From: Nathan <nathan@webr3.org>
Date: Thu, 04 Nov 2010 18:46:58 +0000
To: Ian Davis <me@iandavis.com>
CC: Harry Halpin <hhalpin@ibiblio.org>, public-lod@w3.org, Doug Schepers <schepers@w3.org>
Message-ID: <4CD2FFA2.9080700@webr3.org>

Ian Davis wrote:
> On Thu, Nov 4, 2010 at 6:08 PM, Nathan <nathan@webr3.org> wrote:
>> You see it's not about what we say, it's about what other say, and if 10
>>  huge corps analyse the web and spit out billions of triples saying that
>> anything 200 OK'd is a document, then at the end when we consider the RDF
>> graph of triples, all we're going to see is one statement saying something
>> is a "nonInformationResource" and a hundred others saying it's a document
>> and describing what it's about together with it's format and so on.
>>
>> I honestly can't see how anything could reason over a graph that looked like
>> that.
> 
> I honestly believe that's the least of our worries.

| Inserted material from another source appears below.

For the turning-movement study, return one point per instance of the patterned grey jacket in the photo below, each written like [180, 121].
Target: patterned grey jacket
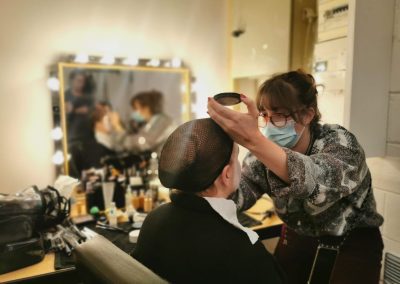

How often do you
> need to determine whether something in the universe of discourse is an
> electronic document or not compared with all the other questions you
> might be asking of your data. I might conceivable ask "show me all the
> documents about this toucan" but I'd much rather ask "show me all the
> data about this toucan"

I think we all would, but we'd also like to see the data about this 
toucan rather than about this toucan and the document that describes it.

To be clear, the issue is not </toucan> ex:isDescribedBy </doc>

The issue is </toucan> ex:isDescribedBy </toucan>

And when you 200 OK, that's what you'll get in your graph. TBH with any 
slash URI it's probably what you'll end up getting.

>> However, I'm also very aware that this all may be moot any ways, because
>> many crawlers and HTTP agents just treat HTTP like a big black box, they
>> don't know there ever was a 303 and don't know what the end URI is (even
>> major browser vendors like chrome do this, setting the base wrong and
>> everything) - so even the current 303 pattern doesn't keep different things
>> with different names for /slash URIs in all cases.
>>
> 
> That's true. I don't suppose any of the big crawlers care about the
> semantics of 303 because none of them care about the difference
> between a thing and its description. For example the Google OpenSocial
> doesn't give a hoot about the difference and yet seems to still
> function. As I say above, this document/thing distinction is actually
> quite small area to focus on compared with the the real problems of
> analysing the web of data as a whole.

Well yeah, one could take the entire graph, stick it in a triple store, 
and look then strip all triples which can be inferred as having a class 
Document. To be left with just the data :) [ which obviously won't 
include your /toucan /doc or /anna ]

Best,

Nathan

Received on Thursday, 4 November 2010 18:48:06 UTC